Brian Haw brings a whole new meaning to Rest in Peace

Brian Haw died of lung cancer yesterday in Germany where he was being treated.

Here's the BBC:

Mr Haw, 62, set up a camp in London's Parliament Square in 2001 in protest against UK and US foreign policy.
In March 2011, a High Court ruling obtained by London's mayor forced him to move his camp on to the pavement.
In a statement posted on Mr Haw's website, his family said he had died on 18 June in Germany, where he had been receiving medical treatment.
They said Mr Haw, from Redditch, Worcestershire, passed away in his sleep in no pain.
A real fighter for peace.

June 06, 2011

Cross with Brian Haw

Brian Haw and some camp followers have hung in for a long time at Parliament Square to protest wars on Iraq, Afghanistan, in Palestine, now on Libya. Well, it's really a protest against war in general now. Many methods have been used to try to get rid of Brian Haw but now it looks like the end is nigh.


Here's The Independent from a few days ago:
Brian Haw's anti-war protest camp has dominated Parliament Square for 10 years, cut off from curious pedestrians by the busy lanes of traffic that surround it.
Now Westminster City Council wants to change that by installing a pedestrian crossing. Although they claim their intention is merely to make it easier for Londoners and tourists to access the square, its creation is also likely to result in the eviction of Mr Haw and the protesters gathered around him.
In March, a High Court ruling obtained by the Mayor of London Boris Johnson forced Mr Haw to move his camp from the grass on the square to the pavement.
Now the council, which is responsible for the pavement, is seeking to repeal his right to sleep there too – by establishing that he and his fellow protesters are "proving an obstruction to the footway" and acting as a "hindrance" to pedestrians.
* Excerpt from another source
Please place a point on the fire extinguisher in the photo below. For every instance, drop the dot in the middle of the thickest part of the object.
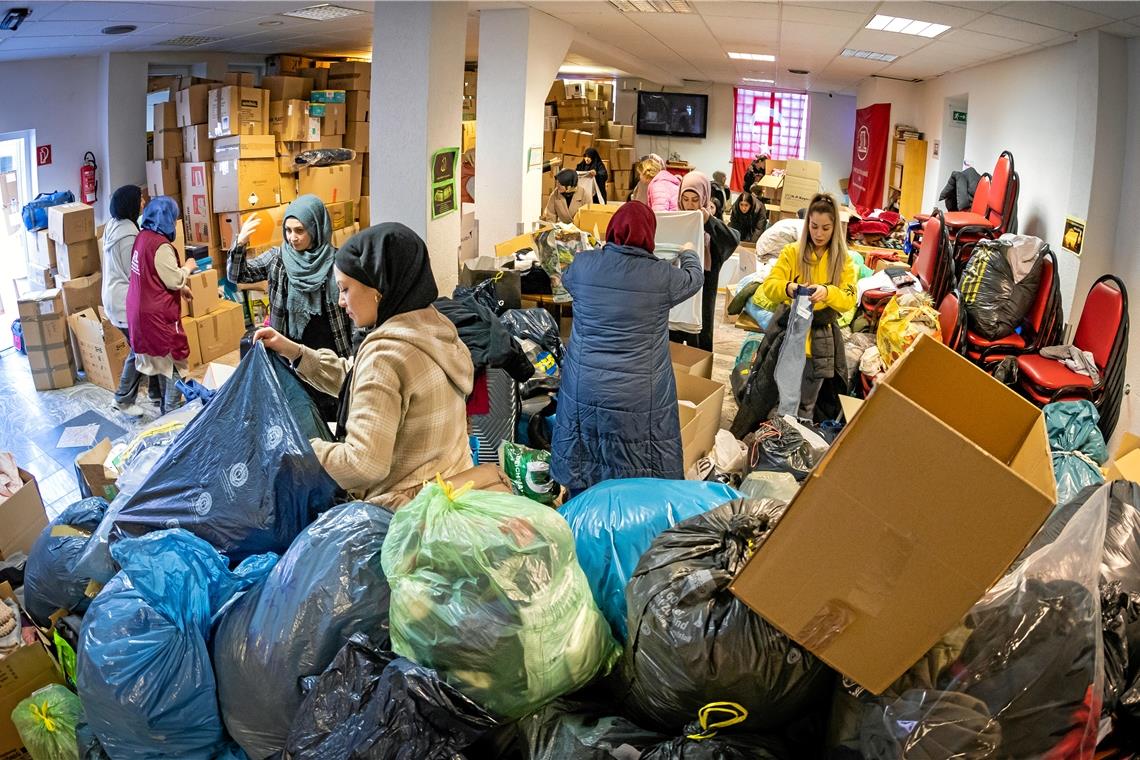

Mr Haw, a carpenter from Worcestershire, set up his camp in 2001 and remained there until September last year, when he was flown to Germany to be treated for lung cancer.
Well now there are two letters protesting the move against the peace camp:
So it looks like a pedestrian crossing will spell the end for Brian Haw and his peace camp (report, 3 June)?
This is a great shame because, even for those not directly associated with his cause, the camp provides a important (and colourful) focus for our consciences in stark contrast to all-pervasive advertising which dominates the rest of London aggressively encouraging us to indulge in "the latest gadgets, cheap flights and various forms of fast food".
In my view, we could do well to have a little more "conscience" and a lot less "stuff". Indeed, Councillor Colin Barrow mentions, "We of course support the right to protest and will continue to do so [...]". If this is the case, why not lift the ban on protests within a half-mile radius of Parliament Square?
Alan Mitcham
Cologne, Germany
When I first visited London after moving back here from America, I was delighted by the sight of Brian Haw's protest camp in Parliament Square. What a lesson, for tourists from China or even America, in the tolerance that ornaments a free society.
How disillusioning to learn that our society, too, has set over itself humourless and narrow-minded repressors such as the Mayor of London and the Westminster council ("Pedestrian crossing may spell the end for Westminster peace camp", 3 June).
Guy Ottewell
Lyme Regis, Dorset
It's been a remarkable protest. Still it ain't over til it's over.